Based on the roundtable discussion, it is clear that there are many remaining issues to be addressed for victims and survivors of crime in Canada. As such, there is a continued need for Federal leadership, Federal/Provincial/Territorial collaboration, and engagement with non-governmental organizations in order to increase access to justice and improve criminal justice system responses for victims of crime. Ultimately, we must advance a more trauma-informed and compassionate approach toward victims of crime; one which would ensure that future victims feel included, respected, and supported throughout the Canadian criminal justice process.

Assisting Families of Missing or Murdered Indigenous Women and Girls During the National Inquiry

In August, 2016, the Minister of Justice announced two new funding initiatives to provide direct assistance to families of missing or murdered Indigenous women and girls. Funding totaling $11M through the Victims Fund was committed to support the development of Family Information Liaison Units (FILUs) in each province and territory. FILUs will operate separately from the National Inquiry to ensure that their services will be available to families, whether or not they also choose to participate in the inquiry. In addition, $4.5M was committed to enhance and expand the availability of culturally-responsive services and supports for families of missing or murdered Indigenous women and girls.

FILUs are made up of a dedicated team working with and for families to get the information they are seeking about their missing or murdered loved one. They will provide a direct coordination function between families and other agencies and services, such as the police, Crown prosecution services, and social services. They will also provide services and assistance to families in a culturally-safe and trauma-informed manner. While FILU information services will be available to families, it is expected that not all the requested information sought will be available in all cases. Where that is the situation, FILU teams will seek to provide an explanation to families as to why that may be (e.g., the need not to accidentally compromise an investigation that remains open).

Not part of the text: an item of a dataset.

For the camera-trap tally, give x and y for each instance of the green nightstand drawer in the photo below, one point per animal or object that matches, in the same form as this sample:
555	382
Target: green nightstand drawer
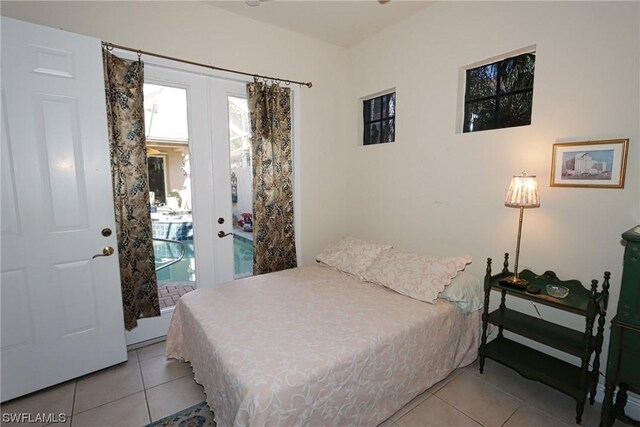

FILUs are being developed in each province and territory and are working with Indigenous partners and/or families on the design, development or delivery of their services. As a result, while FILUs across Canada have shared goals and functions (i.e., gathering information for families, working in a trauma informed and culturally grounded manner), the structure and composition of each FILU will vary between provinces and territories.

Alberta’s FILU, for example, is located in the Alberta Ministry of Justice and Solicitor General Victim Services, Indigenous Program Unit, and became fully operational in May 2017. Janice Randhile and Ralph Cardinal are two of four family information liaison workers in the unit. Among many things, the liaisons aim to keep families informed about the progress of criminal investigations, court proceedings, or fatality inquiries, and connect families with Elders, spiritual support, and counselling. “I’ve always wanted to help in whatever way I can on this issue,” said Randhile, in an interview with Alberta Public Service Communications. “We are going to be able to do the work and support these families – everybody in this office has that heart and courage to do this. They know this isn’t going to be easy.